At the Hawthorns there was a certain amount of pique but for the most part they were happy to celebrate a result which suggested the club had made swift progress since being beaten 6-0 at Chelsea on the opening day of the season.

The storming of the Arsenal fortress followed a comeback 3-1 defeat of Birmingham and a Carling Cup victory over Manchester City. The club are now in the last 16 of that competition and a heady sixth in the top flight. Suddenly there is real bounce in the Baggies' "boing, boing". Maybe this will not be another season of struggle among the elite. Maybe, this time, Albion will establish themselves.

If they do it will be a triumph for the careful husbandry of Jeremy Peace, the club chairman. Peace has long preached, and practiced, the virtues of patience, and of spending within your means. He once told The Independent: "The problem is ambition, a terrible word which means spending money. It can wreck a club."

There is plenty of evidence for that in the lower reaches of the Championship. Indeed, Albion themselves spent a club record £24m on transfer fees when they were last promoted, in 2008, and were still relegated. That was a key factor in their finishing last season with a £10m-plus overdraft. That, however, is wiped out by the £50m TV income they will receive this season; not that they plan to blow the other £40m trying to stay up.

Peace works on a rolling three-year plan assuming the worst-case scenario, relegation and a failure to come back in the life of the parachute payments. "The rationale is, 'If we go off the edge of the cliff, we have to survive'," he said.

To that end new signings are given contracts with break clauses, or pre-determined pay cuts in the event of relegation. This enabled the club to retain Chris Brunt, Jonas Olsson and James Morrison after relegation in 2009. Finances in the summer were strong enough to resist West Ham's bid for Graham Dorrans. Roberto Di Matteo added judicious signings such as Nicky Shorey, who appears to be recovering the form that won him an England cap, and Nigerian striker Peter Odemwingie, who has made an instant impact.

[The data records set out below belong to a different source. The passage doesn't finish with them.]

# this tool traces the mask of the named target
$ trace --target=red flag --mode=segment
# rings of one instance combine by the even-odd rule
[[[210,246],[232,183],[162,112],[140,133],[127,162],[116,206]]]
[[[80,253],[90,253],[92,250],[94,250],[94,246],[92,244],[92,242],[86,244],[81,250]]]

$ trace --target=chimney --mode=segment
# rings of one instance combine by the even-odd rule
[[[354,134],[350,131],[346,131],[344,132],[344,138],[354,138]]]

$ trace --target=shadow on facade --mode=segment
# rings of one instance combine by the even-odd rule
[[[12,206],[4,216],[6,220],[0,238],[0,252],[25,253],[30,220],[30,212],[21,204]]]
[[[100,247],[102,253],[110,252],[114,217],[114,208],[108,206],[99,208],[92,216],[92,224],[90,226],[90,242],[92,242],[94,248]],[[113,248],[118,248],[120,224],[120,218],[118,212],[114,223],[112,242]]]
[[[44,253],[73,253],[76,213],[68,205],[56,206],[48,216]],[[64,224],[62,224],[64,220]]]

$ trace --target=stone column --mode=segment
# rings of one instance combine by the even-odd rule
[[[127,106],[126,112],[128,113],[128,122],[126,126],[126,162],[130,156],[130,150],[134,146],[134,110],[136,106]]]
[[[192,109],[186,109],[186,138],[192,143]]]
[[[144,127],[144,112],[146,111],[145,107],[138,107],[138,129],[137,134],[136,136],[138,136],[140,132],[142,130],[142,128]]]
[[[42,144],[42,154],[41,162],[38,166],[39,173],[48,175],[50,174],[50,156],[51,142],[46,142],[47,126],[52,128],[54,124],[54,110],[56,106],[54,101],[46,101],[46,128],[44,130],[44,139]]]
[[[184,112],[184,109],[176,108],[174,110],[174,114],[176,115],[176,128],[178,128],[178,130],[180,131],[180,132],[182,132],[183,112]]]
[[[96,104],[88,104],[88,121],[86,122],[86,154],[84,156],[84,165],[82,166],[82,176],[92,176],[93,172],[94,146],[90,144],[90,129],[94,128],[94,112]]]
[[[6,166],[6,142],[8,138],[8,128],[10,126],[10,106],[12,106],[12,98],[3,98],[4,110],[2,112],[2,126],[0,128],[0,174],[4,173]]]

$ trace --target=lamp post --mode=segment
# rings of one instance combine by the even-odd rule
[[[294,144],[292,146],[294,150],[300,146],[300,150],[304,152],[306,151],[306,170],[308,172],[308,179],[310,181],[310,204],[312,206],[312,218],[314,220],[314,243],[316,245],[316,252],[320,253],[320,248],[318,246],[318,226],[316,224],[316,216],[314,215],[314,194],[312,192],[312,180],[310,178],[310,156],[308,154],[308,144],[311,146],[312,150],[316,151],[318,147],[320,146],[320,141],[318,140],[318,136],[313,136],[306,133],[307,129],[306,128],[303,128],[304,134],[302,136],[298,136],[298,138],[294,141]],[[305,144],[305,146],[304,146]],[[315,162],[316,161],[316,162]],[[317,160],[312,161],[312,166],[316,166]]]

The feeling at the Hawthorns is that this is the strongest squad the club has had in the yo-yo years, not that the latter tag is welcome. After beating Arsenal, Di Matteo reiterated his, and Peace's ambition, was "to change the reputation of the club, to stop us from being a labelled a yo-yo team".

It is an 'ambition' which costs money; but at Albion, spending remains within reason.

West Brom on the rise

This season's league results:

*Chelsea 6 West Brom 0
Position: 20th

*West Brom 1 Sunderland 0
Position: 11th

*Liverpool 1 West Brom 0
Position: 16th

*West Brom 1 Tottenham 1
Position: 16th

*West Brom 3 Birmingham 1
Position: 9th

*Arsenal 2 West Brom 3
Position: 5th

*West Brom's last top-flight away win came 18 games ago, a 1-0 success at Middlesbrough in September 2008.